Se pudesse trocaria de vida, seria tão mais fácil ser um pombo. De certo, não perderia tempo com divagações, muito menos com lamentações. Olho-te com inveja pobre pombo, tu que vives apenas por viver, sem pensar nos porquês, ficas contente com as migalhas de pão que encontras no caminho, não te lamentas se está a chover ou está frio, não queres mais para além do que tens, nem te desiludes com os outros porque confias no teu bando. Já eu, este homem desmazelado, que em tempos foi casado, e tinha uma profissão distinta no ramo bancário, está em constante perturbação, a perguntar-se consecutivamente - porquê eu?
A mulher a quem jurei fidelidade, e cumpri - perdi-a - porque ela não cumpriu. “Já não te amo. Conheci outra pessoa”, disse ela sem um mínimo de pudor “É melhor cada um de nós seguir a sua vida”. E assim de um momento para outro tudo o que tinha de certo, tornou-se incerto. Como seguiria eu a minha vida sabendo que tudo o que tinha planeado tinha sido ultrajado. E o filho que planeamos ter? E a viagem que queríamos organizar? E as idas ao cinema à sexta-feira à noite? E os jantares inusitados? À base de calmantes e conversas com a psicoterapeuta segui a dita vida. Tu não precisas disso pombo, mas, eu precisei para continuar a dormir à mesma hora e para conseguir acordar todos os dias para ir trabalhar.
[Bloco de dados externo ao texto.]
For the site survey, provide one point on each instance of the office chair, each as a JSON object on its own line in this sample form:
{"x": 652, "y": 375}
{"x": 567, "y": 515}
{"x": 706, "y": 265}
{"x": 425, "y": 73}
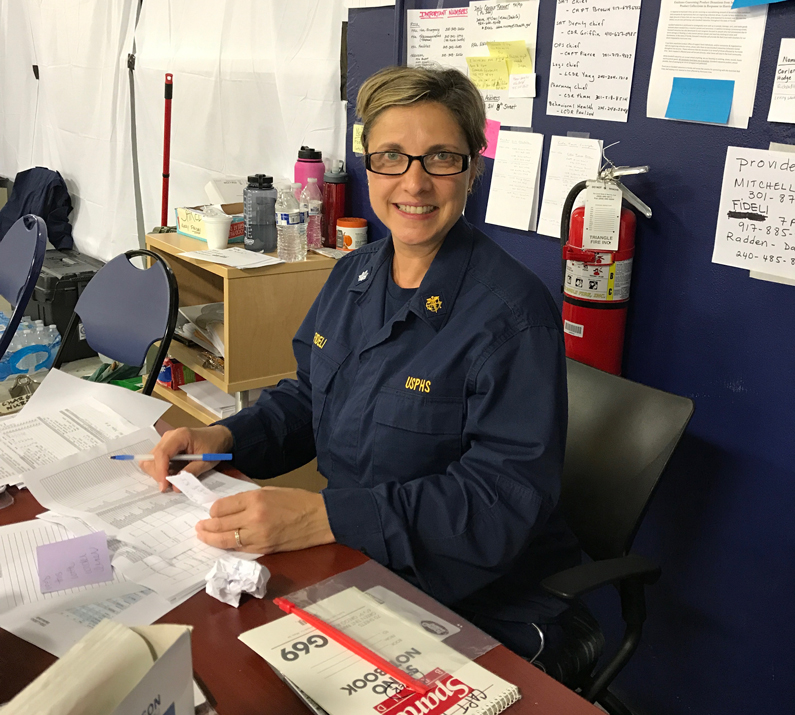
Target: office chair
{"x": 124, "y": 310}
{"x": 21, "y": 257}
{"x": 621, "y": 435}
Mais tarde a dita crise tocou-me à porta. “Como sabes estamos com algumas dificuldades e temos que reduzir o quadro”, anunciou o meu chefe com o seu estilo snobe e calculista. Percebi que fazia parte da lista negra do desemprego. O meu mundo perfeito, alinhadinho, rotineiro e perfeccionista voltou a desabar, mais caixas de antidepressivos para cima da minha mesa de cabeceira, mais sessões de ajuda com a psicoterapeuta...
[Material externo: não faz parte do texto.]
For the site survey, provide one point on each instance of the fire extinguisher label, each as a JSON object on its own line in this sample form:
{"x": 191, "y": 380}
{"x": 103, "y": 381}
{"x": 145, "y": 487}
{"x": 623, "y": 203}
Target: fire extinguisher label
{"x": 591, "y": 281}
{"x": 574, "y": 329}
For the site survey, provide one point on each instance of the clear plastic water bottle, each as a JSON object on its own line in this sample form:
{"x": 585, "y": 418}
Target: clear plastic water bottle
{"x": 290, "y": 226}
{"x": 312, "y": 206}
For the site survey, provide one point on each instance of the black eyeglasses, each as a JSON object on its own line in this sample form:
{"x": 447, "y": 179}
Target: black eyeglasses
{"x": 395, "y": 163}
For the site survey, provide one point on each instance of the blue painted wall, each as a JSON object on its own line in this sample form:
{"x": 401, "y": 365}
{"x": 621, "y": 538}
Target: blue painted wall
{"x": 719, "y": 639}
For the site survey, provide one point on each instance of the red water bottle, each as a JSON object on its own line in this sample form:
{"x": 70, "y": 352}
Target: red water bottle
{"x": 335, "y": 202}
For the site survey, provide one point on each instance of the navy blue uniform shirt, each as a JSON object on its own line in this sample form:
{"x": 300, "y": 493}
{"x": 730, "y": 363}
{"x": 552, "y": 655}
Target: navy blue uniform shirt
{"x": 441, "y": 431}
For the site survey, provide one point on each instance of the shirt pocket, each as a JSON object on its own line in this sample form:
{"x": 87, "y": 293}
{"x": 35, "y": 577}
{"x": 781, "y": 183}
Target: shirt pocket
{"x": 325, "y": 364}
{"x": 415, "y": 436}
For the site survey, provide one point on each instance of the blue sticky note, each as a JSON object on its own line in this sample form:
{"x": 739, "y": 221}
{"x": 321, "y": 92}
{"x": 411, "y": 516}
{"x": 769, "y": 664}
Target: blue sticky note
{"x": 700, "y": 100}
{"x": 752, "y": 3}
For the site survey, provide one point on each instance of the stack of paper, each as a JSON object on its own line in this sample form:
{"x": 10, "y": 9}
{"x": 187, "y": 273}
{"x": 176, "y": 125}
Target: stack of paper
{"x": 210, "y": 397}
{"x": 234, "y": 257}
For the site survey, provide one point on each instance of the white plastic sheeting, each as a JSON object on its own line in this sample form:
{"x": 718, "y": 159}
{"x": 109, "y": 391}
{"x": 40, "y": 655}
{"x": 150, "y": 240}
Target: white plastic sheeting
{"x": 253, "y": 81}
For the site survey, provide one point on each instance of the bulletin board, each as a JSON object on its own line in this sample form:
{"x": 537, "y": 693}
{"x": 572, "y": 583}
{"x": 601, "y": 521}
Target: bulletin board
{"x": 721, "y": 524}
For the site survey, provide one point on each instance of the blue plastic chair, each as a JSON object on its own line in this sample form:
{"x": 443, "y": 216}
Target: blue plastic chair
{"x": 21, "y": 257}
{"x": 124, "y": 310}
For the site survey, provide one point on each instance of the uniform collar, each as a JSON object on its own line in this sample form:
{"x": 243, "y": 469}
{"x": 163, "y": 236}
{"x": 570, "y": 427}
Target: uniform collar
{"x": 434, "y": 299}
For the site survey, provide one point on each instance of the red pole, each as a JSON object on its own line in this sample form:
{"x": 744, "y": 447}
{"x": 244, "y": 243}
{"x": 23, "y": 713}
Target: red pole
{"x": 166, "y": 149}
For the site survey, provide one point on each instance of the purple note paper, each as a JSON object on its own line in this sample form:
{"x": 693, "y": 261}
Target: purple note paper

Em tempos, quando tudo estava no sítio certo eu era o primeiro a lamentar-me, ou porque estava a chover, ou porque o comer estava frio, ou porque as notícias que anunciavam na tv eram sempre as mesmas, agora que tudo é incerto, deixei de me lamentar, vivo um dia de cada vez, à espera de uma resposta. E gosto de vir aqui, observar o rio e imaginar a minha vida caso tivesse nascido pombo. “Experimenta”, as divagações foram quebradas por uma jovem mulher, com um aspecto mais desmazelado que o meu e a precisar nitidamente de banho. Ela ofereceu-me metade de um cacete seco e desmiolado para atirar aos pombos. Atirou e eu segui-lhe o exemplo e de repente ficámos cercados por centenas de pombos esfomeados. Ela riu-se com vontade, tinha um rosto bonito e atraente, e exclamou “Há quem precisa mais que nós”. Eu acenei com a cabeça e pensei que já não me sentia assim há muito tempo.